Cybersecurity experts and intelligence chiefs acknowledge that the US government is under constant attack from professional hackers abroad, many of whom are aligned with, if not directly contracted by, the hostile nations that Biden’s new executive order aims to repel. Privacy advocates have long argued that, given this reality, it’s a counterintuitive strategy to allow the US government to remain one of the data broker industry’s top customers.
Notably, the efforts of US agencies to shore up their own cyber defenses against foreign threats are routinely revealed to be behind schedule, as has been the case for the past decade. Major hacks in recent years have targeted agencies whose biggest asset is personal information, including the Internal Revenue Service and Office of Personnel Management.

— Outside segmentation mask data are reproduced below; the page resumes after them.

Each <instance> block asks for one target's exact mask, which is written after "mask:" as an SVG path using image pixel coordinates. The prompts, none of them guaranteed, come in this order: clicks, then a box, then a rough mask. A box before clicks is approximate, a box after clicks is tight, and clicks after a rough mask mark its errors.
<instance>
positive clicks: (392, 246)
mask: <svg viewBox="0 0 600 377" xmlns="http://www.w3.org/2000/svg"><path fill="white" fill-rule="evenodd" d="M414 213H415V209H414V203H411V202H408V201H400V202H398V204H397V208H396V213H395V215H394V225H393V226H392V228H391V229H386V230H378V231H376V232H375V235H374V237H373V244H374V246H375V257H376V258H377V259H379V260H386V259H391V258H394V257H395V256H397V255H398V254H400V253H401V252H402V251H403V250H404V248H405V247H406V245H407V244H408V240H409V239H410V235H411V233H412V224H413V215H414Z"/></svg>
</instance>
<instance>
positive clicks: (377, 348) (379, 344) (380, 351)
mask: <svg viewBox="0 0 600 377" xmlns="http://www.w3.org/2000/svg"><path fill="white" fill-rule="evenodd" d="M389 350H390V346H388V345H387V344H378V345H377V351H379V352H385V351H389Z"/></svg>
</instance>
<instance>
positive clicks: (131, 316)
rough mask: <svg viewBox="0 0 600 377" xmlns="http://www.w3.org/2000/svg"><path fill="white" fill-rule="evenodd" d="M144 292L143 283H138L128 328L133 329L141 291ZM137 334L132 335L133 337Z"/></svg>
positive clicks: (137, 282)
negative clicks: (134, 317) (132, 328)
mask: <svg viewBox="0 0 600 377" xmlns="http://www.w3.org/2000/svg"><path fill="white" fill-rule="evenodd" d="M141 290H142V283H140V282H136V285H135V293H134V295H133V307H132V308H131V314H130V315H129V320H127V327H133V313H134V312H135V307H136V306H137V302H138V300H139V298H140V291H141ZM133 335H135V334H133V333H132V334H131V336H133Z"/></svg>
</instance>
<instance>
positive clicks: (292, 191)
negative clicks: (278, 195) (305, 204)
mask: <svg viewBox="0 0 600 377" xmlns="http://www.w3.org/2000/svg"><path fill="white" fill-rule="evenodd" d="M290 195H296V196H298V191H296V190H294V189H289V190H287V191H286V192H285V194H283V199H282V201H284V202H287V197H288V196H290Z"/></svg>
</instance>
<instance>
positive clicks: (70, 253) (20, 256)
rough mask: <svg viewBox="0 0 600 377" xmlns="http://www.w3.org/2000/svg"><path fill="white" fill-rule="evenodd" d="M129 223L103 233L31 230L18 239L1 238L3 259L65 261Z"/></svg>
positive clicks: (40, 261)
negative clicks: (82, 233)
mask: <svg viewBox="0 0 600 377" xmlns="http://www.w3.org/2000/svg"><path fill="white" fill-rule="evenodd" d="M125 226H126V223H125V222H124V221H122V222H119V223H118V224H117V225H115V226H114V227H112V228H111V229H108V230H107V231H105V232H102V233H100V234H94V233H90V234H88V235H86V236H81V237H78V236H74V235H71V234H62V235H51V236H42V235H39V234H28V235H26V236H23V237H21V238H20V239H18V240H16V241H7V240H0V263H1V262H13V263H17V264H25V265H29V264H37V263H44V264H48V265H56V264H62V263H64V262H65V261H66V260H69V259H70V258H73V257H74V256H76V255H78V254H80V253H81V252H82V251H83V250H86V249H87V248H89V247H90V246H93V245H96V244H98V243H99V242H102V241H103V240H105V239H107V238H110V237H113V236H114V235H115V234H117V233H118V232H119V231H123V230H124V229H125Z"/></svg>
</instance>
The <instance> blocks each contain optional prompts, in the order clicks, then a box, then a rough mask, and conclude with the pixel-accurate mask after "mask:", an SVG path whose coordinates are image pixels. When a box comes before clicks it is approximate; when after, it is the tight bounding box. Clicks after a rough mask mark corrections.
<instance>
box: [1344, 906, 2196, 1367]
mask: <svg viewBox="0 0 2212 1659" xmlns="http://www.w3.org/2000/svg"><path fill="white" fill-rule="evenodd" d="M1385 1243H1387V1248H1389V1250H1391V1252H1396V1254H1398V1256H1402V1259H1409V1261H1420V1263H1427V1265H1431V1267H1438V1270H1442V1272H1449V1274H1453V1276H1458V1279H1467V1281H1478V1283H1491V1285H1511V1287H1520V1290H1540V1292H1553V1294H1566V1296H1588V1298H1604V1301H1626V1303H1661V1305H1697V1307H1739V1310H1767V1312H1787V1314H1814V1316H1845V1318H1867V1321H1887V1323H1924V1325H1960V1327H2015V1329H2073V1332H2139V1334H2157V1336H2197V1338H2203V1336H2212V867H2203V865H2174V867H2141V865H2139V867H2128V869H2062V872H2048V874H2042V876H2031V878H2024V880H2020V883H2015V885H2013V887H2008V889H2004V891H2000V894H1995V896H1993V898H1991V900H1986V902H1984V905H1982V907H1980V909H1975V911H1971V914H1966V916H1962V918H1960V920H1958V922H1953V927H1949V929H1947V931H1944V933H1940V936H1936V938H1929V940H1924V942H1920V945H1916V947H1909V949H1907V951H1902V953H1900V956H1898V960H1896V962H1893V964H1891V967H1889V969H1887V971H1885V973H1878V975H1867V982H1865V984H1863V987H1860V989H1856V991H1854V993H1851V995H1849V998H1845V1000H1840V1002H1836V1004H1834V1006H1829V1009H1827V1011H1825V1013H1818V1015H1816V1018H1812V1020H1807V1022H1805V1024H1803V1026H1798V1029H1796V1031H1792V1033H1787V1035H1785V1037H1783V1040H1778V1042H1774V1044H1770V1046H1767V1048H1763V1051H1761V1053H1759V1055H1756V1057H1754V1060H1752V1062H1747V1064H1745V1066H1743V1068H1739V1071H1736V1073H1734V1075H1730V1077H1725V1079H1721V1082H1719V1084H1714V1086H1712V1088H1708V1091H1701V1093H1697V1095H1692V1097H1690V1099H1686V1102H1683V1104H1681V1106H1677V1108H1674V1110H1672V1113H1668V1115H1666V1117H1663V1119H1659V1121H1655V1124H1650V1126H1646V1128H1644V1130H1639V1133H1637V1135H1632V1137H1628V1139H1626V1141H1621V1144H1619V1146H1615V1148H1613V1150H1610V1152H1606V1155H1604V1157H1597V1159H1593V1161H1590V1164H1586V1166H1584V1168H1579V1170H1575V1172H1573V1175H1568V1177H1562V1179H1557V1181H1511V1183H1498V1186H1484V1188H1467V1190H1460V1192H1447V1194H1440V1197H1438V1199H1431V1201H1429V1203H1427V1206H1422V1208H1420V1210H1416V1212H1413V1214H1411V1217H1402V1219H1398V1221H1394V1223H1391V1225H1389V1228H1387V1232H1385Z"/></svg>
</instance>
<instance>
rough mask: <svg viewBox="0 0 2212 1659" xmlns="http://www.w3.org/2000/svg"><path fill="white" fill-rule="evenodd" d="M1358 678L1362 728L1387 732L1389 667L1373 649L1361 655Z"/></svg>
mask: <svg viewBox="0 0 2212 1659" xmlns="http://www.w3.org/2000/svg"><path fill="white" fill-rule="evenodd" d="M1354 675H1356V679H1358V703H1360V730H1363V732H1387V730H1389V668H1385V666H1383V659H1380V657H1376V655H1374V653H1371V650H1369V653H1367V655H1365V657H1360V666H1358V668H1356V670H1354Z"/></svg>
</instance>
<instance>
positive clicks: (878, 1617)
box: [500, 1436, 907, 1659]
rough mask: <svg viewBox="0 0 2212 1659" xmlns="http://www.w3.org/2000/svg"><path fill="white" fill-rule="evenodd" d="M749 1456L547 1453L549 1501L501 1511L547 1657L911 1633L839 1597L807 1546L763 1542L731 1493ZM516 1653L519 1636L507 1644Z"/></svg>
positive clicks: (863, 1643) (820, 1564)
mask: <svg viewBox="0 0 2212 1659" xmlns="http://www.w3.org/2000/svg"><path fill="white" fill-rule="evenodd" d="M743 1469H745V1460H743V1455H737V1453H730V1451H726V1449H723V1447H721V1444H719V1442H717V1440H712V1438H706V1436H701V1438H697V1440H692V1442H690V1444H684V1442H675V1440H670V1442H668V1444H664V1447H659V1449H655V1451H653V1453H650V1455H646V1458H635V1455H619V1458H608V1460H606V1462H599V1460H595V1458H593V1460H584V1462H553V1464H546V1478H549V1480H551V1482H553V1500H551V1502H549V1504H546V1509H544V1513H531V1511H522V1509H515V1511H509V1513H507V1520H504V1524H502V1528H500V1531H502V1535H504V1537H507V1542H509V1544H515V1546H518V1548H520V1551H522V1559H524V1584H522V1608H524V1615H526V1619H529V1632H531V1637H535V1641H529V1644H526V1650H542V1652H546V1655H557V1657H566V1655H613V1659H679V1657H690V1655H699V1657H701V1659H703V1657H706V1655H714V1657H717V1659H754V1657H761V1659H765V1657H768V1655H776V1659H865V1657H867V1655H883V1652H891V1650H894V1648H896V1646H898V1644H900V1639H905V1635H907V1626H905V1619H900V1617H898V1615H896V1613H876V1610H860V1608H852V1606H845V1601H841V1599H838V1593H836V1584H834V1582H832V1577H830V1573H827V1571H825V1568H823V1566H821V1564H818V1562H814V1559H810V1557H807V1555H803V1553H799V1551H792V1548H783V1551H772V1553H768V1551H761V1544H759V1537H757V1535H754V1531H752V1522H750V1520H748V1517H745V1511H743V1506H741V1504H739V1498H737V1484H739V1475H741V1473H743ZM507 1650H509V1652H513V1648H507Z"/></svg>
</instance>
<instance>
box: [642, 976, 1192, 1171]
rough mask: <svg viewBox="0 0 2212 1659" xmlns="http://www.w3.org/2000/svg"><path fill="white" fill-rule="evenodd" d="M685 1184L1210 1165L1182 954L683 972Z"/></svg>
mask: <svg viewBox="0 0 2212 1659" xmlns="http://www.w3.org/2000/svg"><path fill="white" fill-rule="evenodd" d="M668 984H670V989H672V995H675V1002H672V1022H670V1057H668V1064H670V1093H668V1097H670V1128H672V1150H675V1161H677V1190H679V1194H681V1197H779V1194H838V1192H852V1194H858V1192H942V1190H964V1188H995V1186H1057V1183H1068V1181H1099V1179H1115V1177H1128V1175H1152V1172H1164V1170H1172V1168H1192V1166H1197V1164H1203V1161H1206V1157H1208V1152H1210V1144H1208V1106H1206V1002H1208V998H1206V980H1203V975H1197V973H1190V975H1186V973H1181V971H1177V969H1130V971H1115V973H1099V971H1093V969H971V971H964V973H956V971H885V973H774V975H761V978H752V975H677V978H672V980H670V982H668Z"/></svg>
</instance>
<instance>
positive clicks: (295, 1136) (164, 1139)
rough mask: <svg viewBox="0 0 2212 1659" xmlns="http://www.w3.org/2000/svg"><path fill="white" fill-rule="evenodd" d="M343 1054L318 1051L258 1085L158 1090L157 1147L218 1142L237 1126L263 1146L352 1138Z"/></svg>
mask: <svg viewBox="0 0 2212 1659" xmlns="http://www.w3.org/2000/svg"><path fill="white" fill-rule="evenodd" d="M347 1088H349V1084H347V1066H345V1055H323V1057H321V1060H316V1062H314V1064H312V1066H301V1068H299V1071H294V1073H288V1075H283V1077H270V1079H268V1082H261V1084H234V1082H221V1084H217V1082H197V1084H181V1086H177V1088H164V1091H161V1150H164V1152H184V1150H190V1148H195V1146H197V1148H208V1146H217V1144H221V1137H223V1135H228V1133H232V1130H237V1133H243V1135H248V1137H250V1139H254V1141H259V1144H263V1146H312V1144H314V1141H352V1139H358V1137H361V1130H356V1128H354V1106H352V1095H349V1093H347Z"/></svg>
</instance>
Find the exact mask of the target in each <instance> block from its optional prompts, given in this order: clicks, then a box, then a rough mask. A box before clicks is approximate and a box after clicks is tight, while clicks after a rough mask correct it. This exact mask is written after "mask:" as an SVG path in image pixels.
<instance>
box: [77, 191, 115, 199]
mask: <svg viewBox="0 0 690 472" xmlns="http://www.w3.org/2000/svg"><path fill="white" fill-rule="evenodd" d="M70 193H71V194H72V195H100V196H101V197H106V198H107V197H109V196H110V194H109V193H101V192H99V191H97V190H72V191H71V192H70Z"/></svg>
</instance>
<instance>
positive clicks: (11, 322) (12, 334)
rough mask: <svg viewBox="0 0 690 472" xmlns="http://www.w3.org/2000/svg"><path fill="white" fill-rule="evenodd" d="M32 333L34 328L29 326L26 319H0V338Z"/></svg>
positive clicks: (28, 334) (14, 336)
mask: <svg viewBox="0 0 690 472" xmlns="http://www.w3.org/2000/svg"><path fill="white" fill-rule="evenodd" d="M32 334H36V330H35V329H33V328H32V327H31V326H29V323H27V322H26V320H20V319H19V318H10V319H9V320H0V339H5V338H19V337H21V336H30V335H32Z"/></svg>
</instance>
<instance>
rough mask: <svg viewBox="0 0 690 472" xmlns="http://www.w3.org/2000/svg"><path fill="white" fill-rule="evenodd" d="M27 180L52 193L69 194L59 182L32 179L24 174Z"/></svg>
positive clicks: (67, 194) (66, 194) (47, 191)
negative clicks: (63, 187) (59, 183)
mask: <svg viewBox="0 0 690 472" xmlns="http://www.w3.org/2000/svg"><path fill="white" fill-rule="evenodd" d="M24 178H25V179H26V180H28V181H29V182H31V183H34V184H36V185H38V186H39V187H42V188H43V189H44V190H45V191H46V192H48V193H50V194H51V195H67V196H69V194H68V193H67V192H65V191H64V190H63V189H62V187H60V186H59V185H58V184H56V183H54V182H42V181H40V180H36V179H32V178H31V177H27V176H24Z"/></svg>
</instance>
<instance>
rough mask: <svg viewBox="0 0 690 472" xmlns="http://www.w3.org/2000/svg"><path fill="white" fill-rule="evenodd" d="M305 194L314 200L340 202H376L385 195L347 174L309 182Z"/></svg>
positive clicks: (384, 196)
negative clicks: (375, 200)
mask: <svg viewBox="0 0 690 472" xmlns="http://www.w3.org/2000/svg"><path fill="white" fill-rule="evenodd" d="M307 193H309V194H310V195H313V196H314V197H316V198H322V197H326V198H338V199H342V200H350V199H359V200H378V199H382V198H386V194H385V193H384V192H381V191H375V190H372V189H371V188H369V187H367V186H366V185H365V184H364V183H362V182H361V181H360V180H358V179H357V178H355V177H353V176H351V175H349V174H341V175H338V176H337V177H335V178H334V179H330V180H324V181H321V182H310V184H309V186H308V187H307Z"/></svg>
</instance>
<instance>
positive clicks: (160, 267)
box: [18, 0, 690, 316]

Data has not found a safe space in the hands of US spies either, with a former intelligence officer sentenced to 40 years in prison this month over what prosecutors called the “single biggest leak” in the history of the Central Intelligence Agency—data that was successfully stolen and delivered to WikiLeaks, which, like Biden’s “countries of concern,” the US government has accused of espionage.
In February 2022, the government’s own accountability watchdog reported publicly that agencies responsible for safeguarding critical infrastructure, including nuclear plants, dams, and emergency services, were among those that had failed to adopt even the procedures needed to determine how protected or vulnerable they really are.